To me it seems like a failing hard drive did you do ay hD tests?


----------



## sinclair_tm (Mar 11, 2005)

Sounds like a hard drive problem, one usually seen with a full hard drive. Let us know how the reformat works.


----------



## Shoal (Aug 18, 2011)

I too think it must be a hard drive issue. But the Disk Utility verifies the disk as okay, so...?

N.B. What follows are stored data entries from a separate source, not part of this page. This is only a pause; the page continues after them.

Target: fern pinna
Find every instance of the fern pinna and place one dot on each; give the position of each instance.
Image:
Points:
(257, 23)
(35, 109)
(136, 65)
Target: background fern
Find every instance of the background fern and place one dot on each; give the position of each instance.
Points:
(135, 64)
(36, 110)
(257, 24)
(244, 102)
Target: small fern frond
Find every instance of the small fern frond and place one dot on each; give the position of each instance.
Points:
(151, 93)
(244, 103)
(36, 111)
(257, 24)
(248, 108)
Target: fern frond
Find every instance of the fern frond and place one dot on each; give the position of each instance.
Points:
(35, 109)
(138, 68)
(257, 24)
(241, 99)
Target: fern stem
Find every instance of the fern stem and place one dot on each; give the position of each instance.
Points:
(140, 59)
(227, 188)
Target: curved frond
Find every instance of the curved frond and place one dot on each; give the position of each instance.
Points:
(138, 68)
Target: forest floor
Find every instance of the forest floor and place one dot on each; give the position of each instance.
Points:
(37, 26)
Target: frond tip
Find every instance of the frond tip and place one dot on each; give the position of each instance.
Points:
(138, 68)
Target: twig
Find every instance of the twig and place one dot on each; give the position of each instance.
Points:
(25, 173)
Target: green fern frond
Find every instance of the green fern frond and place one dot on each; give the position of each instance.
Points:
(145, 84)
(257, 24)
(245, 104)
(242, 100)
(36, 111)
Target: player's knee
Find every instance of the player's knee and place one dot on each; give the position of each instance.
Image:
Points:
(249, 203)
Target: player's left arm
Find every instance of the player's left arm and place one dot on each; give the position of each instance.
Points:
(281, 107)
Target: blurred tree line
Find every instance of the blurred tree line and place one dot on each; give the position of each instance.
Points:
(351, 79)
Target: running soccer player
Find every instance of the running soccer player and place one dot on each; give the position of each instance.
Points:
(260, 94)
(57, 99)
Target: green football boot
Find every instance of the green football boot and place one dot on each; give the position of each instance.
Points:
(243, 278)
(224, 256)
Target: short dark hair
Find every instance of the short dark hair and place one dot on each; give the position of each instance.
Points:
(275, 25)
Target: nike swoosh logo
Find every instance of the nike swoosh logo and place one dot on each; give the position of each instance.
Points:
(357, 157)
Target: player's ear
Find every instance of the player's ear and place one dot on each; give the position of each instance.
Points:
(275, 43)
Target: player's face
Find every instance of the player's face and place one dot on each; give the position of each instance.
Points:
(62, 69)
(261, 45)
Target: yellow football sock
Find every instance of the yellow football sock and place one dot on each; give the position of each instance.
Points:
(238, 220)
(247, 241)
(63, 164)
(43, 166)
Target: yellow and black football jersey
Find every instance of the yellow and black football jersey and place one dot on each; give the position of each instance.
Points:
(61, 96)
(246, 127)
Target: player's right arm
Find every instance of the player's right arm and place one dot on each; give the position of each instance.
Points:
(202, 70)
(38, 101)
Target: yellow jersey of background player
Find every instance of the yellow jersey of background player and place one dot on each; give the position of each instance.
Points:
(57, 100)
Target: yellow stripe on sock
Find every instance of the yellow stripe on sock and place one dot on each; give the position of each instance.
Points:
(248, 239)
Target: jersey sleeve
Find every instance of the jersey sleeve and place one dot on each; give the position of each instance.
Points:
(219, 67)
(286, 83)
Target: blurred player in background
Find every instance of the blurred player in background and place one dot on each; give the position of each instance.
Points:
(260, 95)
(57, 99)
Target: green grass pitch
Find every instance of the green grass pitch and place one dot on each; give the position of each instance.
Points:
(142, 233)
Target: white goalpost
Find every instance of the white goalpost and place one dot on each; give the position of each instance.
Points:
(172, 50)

Anyway, as soon as I post this message, I'm reformatting.


----------



## sinclair_tm (Mar 11, 2005)

As long as the drive answers, Disk Utility will say it's okay. There is really no way for a hard disk to know that it's going bad.


----------



## johnny_stocazz (Mar 13, 2013)

Try to replace hard drive with a new one. Or install OS in an external drive.


----------



## sinclair_tm (Mar 11, 2005)

The OP already said he's doing that. Again, please read everything before posting so that you don't look like an idiot.


----------



## Shoal (Aug 18, 2011)

Update: reformatted the HD and tried to reinstall Lion but there was an unexplained error during installation. I am now almost entirely convinced that the problem must be a bad HD. I should've known this was a bad HD when I first bought it and it wouldn't make a new partitions without dumping error messages on me.

I have had to order a new HD and I've since been waiting for it to come in the mail. Should come in today or tomorrow.


----------



## sinclair_tm (Mar 11, 2005)

Here's hoping it fixes the issue. At least now you can put a bigger and faster hard drive in.


----------



## Shoal (Aug 18, 2011)

I put exactly the same HD in. Well, the same speed and size. I really don't need anything more. Besides it was cheap. 

Anyway, the machine is back up and running and I'm typing on it right now. The boot problem is fixed.

However... interesting update: the same strange error problem I had installing Lion on my old HD happened with the new one too. But it wasn't the DVD I used, I verified it as a perfectly functional disc. So anyway, I ended up having to install Snow Leopard, update it to 10.6.8, and then upgrade to Lion. ... ... on the day after Mountain Lion came out. Sigh. ;(

So, in the end, I have no idea what the problem was, but getting a new HD seems to have fixed it anyway. Oh well.


----------



## sapikest (Mar 29, 2009)

So boot problem was the HD and i think installation error is just your disc i bet you if you borrow someone elses or get a copy of lion it would install


----------